As Japan initiated the release of treated radioactive water into the Pacific Ocean on August 24, China National Salt Industry, also known as China Salt, issued a statement urging people not to engage in panic-induced purchases of salt. The Fukushima Daiichi nuclear power plant had been devastated by a tsunami, leading to this contentious decision despite strong objections from China.
China’s opposition to Japan’s plans is rooted in concerns about the safety of the released water. China’s government has demanded evidence of the safety of the discharged water and in response, has suspended all seafood imports from Japan.
China Salt’s statement emphasized its commitment to maintaining a stable supply of salt in the market. In light of recent developments, certain regions in China have witnessed an influx of consumers seeking to hoard salt in response to concerns over the potential impact of Japan’s radioactive water release.

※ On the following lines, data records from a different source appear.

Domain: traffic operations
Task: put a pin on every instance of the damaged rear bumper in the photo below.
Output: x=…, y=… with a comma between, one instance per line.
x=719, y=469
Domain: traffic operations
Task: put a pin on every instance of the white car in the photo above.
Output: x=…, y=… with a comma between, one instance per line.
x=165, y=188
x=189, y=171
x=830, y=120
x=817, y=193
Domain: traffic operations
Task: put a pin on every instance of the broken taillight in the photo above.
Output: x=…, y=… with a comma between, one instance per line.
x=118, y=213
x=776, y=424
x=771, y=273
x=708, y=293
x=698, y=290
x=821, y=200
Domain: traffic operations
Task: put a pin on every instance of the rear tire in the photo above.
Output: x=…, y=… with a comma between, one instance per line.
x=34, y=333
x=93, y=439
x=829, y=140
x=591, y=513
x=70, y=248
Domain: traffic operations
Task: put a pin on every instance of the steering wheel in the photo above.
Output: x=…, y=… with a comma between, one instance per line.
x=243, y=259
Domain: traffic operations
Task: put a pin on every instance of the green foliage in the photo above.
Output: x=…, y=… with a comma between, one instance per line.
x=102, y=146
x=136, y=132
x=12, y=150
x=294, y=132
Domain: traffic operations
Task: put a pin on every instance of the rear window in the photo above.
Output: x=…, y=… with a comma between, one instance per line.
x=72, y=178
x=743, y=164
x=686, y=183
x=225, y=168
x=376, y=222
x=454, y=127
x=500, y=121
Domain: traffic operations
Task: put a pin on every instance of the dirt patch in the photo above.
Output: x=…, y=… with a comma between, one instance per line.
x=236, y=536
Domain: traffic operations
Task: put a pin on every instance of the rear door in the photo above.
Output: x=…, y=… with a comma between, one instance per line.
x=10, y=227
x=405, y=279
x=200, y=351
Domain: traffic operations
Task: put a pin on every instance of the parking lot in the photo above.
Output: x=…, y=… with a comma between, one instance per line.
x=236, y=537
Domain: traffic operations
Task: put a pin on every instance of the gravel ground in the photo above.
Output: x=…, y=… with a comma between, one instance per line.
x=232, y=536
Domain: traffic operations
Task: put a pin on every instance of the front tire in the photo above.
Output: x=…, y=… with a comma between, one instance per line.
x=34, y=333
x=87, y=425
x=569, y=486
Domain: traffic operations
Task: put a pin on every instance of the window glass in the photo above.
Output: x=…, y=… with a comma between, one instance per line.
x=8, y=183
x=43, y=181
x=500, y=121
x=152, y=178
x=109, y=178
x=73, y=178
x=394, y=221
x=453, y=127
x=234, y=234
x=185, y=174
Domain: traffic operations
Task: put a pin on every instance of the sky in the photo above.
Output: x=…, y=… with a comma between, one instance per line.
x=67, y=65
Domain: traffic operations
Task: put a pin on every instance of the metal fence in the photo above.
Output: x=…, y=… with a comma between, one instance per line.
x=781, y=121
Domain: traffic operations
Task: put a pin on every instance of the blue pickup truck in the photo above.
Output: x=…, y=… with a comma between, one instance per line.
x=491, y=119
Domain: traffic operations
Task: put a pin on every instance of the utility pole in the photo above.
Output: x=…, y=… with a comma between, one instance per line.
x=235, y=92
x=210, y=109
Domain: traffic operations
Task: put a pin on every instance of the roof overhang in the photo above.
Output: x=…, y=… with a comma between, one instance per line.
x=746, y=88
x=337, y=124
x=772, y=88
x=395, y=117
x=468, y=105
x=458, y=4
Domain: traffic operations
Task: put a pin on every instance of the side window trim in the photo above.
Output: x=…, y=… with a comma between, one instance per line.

This surge in demand has led to empty shelves in many Chinese supermarkets, and online platforms have similarly reported salt selling out in several areas, including Beijing and Shanghai.
China Salt underscored the role of different salt sources in the Chinese populace’s consumption habits. It noted that while sea salt constitutes 10 percent of overall salt consumption, the majority of consumption is derived from salt wells. These wellsourced salts are considered to be less susceptible to contamination than sea salt.
As concerns regarding the potential repercussions of Japan’s radioactive water release continue to resonate, China Salt’s proactive stance on maintaining salt supply stability provides a countermeasure against undue panic and its subsequent effects on the local market.